Newman draws a comparison between mash-ups and the fortuitous accidents that resulted from Burroughs’ method. “Sometimes combining wildly different genres will somehow work. It’s often the things you’d least expect that turn out best,” he says. “You can see the similarity with what Burroughs was doing, but it’s a linkage rather than a direct influence.”
While mash-ups may owe more to hip-hop sampling and dance music remixes than they do to any art or literary movement, Burroughs’ impact on and involvement with pop culture generally suggests his foreshadowing of remixing and sampling was more than just a coincidence. As well as inspiring David Bowie’s cut-up lyrics, Burroughs’ many collaborations included a rap album with the Disposable Heroes of Hiphoprisy.

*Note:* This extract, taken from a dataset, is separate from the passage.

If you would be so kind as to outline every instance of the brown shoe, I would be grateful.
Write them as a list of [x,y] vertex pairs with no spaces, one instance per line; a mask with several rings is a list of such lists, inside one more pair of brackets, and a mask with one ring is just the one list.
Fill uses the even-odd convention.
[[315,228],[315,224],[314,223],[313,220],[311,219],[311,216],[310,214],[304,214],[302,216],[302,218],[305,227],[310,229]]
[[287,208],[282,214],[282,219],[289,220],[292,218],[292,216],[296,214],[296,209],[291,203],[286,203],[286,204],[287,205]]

His collages incorporate pop culture, advertising and celebrities, but they also demonstrate his appreciation of what Allmer calls “the infinite reproduction of reproduction”. A display entitled “Infinity” comprises photographs of collages of photographs, forming what Burroughs described as a “collage of collage of collage to the Nth power”. Mash-ups of mash-ups, anyone? You heard it here first.
Burroughs also broke with earlier collagists by emphasising the democratising potential of recombinant art. “Any body can make cut ups,” he declared. Likewise, anybody armed with a computer can create a mash-up in their own bedroom. “It’s no coincidence that the appearance of mash-ups coincided with the advent of MP3, faster internet, illegal file-sharing and a general two-fingered salute to record companies and copyright issues,” says Vidler.
Kevin Allocca, head of culture and trends at YouTube, points out that hybrid user-consumers on social media platforms now demand the opportunity to engage with and transform bits of pop culture. “There’s no doubt that many of the best examples of mash-up work are natural successors to traditional collage and photomontage work,” he says. “But in this case, the artefacts are digital and they are imbued with the passion and life of the everyday people who shared them.”
But mash-up culture runs deeper than music remixes and YouTube videos. It is also a feature of the very technology that drives it: the programming and user interfaces that allow all of us to cut and share content between myriad social networks and apps – even if they are just photos of ourselves.
Today’s busy web pages have made us increasingly adept at registering, if not reading, different bits of text simultaneously – much as we would a photo collage. This illustrates a crucial point of departure between cut-ups and mash-ups. While the cut-up movement sought new meanings by exploding coherence and linear narratives, today’s digital mash-ups tie up the disparate noises and images on the web, forging connections and creating coherence. Indeed, one reason for their popularity is that mash-ups give listeners the hit of something familiar alongside something new. As Vidler puts it: “The listener is familiar with the source material but not the context of how they are hearing it in the mash-up.”
If Burroughs’ cut-ups presaged today’s digital remix culture, perhaps this is because mash-ups act as an antidote to an online reality that is already cut up into scraps – albeit with clicks instead of scissors.